[Distutils] [Catalog-sig] Specification for package indexes?

Fri Jul 7 22:20:11 CEST 2006

At 02:52 PM 7/7/2006 -0400, Jim Fulton wrote:

>On Jul 7, 2006, at 2:31 PM, Phillip J. Eby wrote:
>
>>At 02:04 PM 7/7/2006 -0400, Fred Drake wrote:
>>>On 7/7/06, Jim Fulton <jim at zope.com> wrote:
>>> > > +1 on static pages.  I don't, however, see a reason to require
>>> > > valid XML.  Or rather, I don't expect to implement XML parsing in
>>> > > easy_install; if the spec is too complex to implement with
>>>regular
>>> > > expression matching, it's probably too complex for people to
>>>throw
>>> > > together an index with what's at hand.  In particular, I'd
>>>like it
>>> > > to be practical to put together a simple index just using
>>>Apache's
>>> > > built-in directory indexes, as long as they use the right URL
>>> > > hierarchy.  That means that class or rel attributes should
>>>only be
>>> > > required for links that are requesting non-index pages to be
>>>spidered.
>>> >
>>> > I would find parsing much easier with an XML parser  than with
>>> > regular expressions.
>>> > I  think it would be much more robust too.
>>>
>>>XHTML would be best, though I agree we shouldn't care about validity
>>>so much as just well-formedness (which is required).  I think it
>>>should be possible to do it with valid XHTML, though, since whether
>>>that's desired or not is a python.org policy concern.  (Not that I
>>>suspect we'll ever really care about that.)
>>>
>>>Of course, it should be possible to parse with htmllib and
>>>HTMLParser as well.
>>
>>I still think requiring even HTML validity or well-formedness is
>>YAGNI; one could indeed just pull all well-formed URLs from the
>>page.  EasyInstall uses this case-insensitive regular expression to
>>find only href'd urls:
>>
>>     href\s*=\s*['"]?([^'"> ]+)
>>
>>In the absence of a requirement for more information than this
>>(perhaps coupled with a "rel" attribute in the same element), I'm
>>wary of starting out by requiring even well-formedness, because
>>it's way overkill for the requirements as I understand them.
>
>But I thought we *were* talking about adding rel or class tags so
>that we
>could determine information about the intended use of a URL.

Yes -- but they're only needed to support following second-order external 
links: i.e., links to non-index HTML pages.

>>One of the advantage of defining the URL layout as part of the API
>>is that it gives you enough contextual information to decide what
>>links should be followed, and which ones are purely informational.
>
>Perhaps someone should propose an API and we'll see. :)

I thought I already did.  :)  Here it is again:

baseURL/ should return a page containing href links to projects
baseURL/projectname should return a page containing href links to version pages
baseURL/projectname/version should return a page with download links 
(ideally with MD5 info)
Links are found via href="" attributes
URLs' trailing path components are used to identify distributions.
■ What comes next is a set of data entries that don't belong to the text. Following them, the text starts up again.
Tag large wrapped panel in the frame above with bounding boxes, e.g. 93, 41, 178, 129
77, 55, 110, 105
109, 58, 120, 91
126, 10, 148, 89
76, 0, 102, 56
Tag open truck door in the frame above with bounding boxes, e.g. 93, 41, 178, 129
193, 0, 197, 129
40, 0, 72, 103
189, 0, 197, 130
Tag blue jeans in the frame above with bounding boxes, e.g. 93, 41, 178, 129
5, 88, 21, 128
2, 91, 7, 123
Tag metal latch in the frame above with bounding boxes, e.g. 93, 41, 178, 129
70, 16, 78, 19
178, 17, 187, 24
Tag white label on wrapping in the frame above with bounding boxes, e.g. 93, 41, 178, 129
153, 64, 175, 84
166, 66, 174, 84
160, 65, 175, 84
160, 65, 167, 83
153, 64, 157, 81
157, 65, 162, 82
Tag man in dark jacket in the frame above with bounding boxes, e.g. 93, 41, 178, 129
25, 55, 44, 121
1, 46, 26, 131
This is a sufficient API to allow querying packages for downloading 
purposes, as long as all download links are found in the index's 
pages.  Additional information is only needed to allow following external 
links to *other index pages*.

Coincidentally, easy_install is already mostly compatible with such an API; 
it would mostly be a matter of *removing* things from easy_install, rather 
than adding them.

>>Indeed, the only reason to look at anything *but* hrefs is to
>>indicate that an *external* (i.e. non-index) link should be
>>followed, to spider for other download links.  So if following
>>external links is out of scope for the API we want to define, then
>>*any* information other than the URLs in an API page are YAGNI.
>
>Who said following external links is out of scope.
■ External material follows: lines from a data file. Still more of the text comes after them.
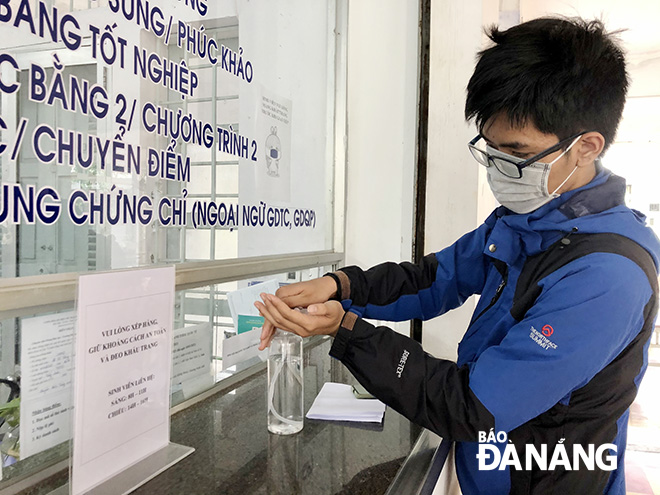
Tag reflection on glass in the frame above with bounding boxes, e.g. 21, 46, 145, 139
172, 265, 331, 393
1, 4, 336, 280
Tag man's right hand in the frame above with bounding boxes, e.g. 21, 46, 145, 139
258, 275, 339, 349
276, 275, 338, 308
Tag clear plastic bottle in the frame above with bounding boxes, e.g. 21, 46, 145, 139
267, 328, 304, 435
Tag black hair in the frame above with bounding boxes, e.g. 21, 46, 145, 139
465, 17, 628, 152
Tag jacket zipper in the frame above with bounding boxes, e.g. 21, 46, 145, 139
466, 228, 575, 330
468, 267, 509, 328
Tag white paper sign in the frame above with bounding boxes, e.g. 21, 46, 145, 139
171, 323, 213, 398
255, 85, 293, 203
227, 279, 279, 329
19, 312, 75, 459
221, 328, 265, 370
72, 267, 175, 495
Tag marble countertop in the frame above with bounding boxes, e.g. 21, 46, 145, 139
8, 338, 423, 495
133, 338, 422, 495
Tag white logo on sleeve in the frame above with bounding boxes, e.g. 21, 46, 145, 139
529, 325, 558, 350
396, 350, 409, 378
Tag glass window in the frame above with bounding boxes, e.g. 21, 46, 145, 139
0, 0, 346, 490
0, 0, 340, 279
0, 264, 336, 487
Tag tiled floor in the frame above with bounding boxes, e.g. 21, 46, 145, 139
627, 451, 660, 495
626, 345, 660, 495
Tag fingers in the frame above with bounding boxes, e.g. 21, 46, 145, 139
275, 284, 303, 301
255, 300, 278, 332
264, 293, 311, 326
254, 294, 337, 349
274, 277, 337, 308
258, 331, 275, 351
255, 296, 308, 336
306, 303, 328, 316
255, 294, 345, 341
277, 291, 309, 309
259, 319, 276, 350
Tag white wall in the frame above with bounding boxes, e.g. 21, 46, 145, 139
343, 1, 501, 349
422, 1, 499, 361
344, 0, 419, 333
Nobody; I was just saying that *if* it were out of scope, the class/rel 
stuff would become unnecessary.

>>Now, all of this is based on my assumption that the use case here
>>is somebody wants to throw together a rough-and-ready package index
>>that tools should be able to use to find *downloadable
>>distributions*.  If you and Jim have much more elaborate use cases
>>in mind, then of course some well-formedness might be useful.
>
>setuptools has a notion of an index.  That notion is not at all well
>defined.

It's mostly operationally defined in terms of what PyPI did when it was 
written.

>Currently, the index has linkes that are followed to find package
>links elsewhere.
>This seems reasonably useful.  I dunno.  I'm not sure I care.  What I
>do care
>about is that the index API should be well defined so that we can
>implement
>alternate indexes and alternate tools to read indexes.  I'm not
>looking to
>satisfy use cases beyond what we have now.
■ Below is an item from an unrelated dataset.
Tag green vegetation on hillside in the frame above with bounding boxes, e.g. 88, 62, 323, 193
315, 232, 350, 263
Sure.  I'm just saying we only need something beyond href="" links if they 
are intended to be followed by tools looking for package links.

The reason this is necessary, is that it's not sufficient to just follow 
links that point outside the package index; PyPI has links on its pages 
that go to other parts of python.org, so there needs to be something that 
distinguishes "links that might help find downloads".  Links that *are* 
downloads are detected via URL content.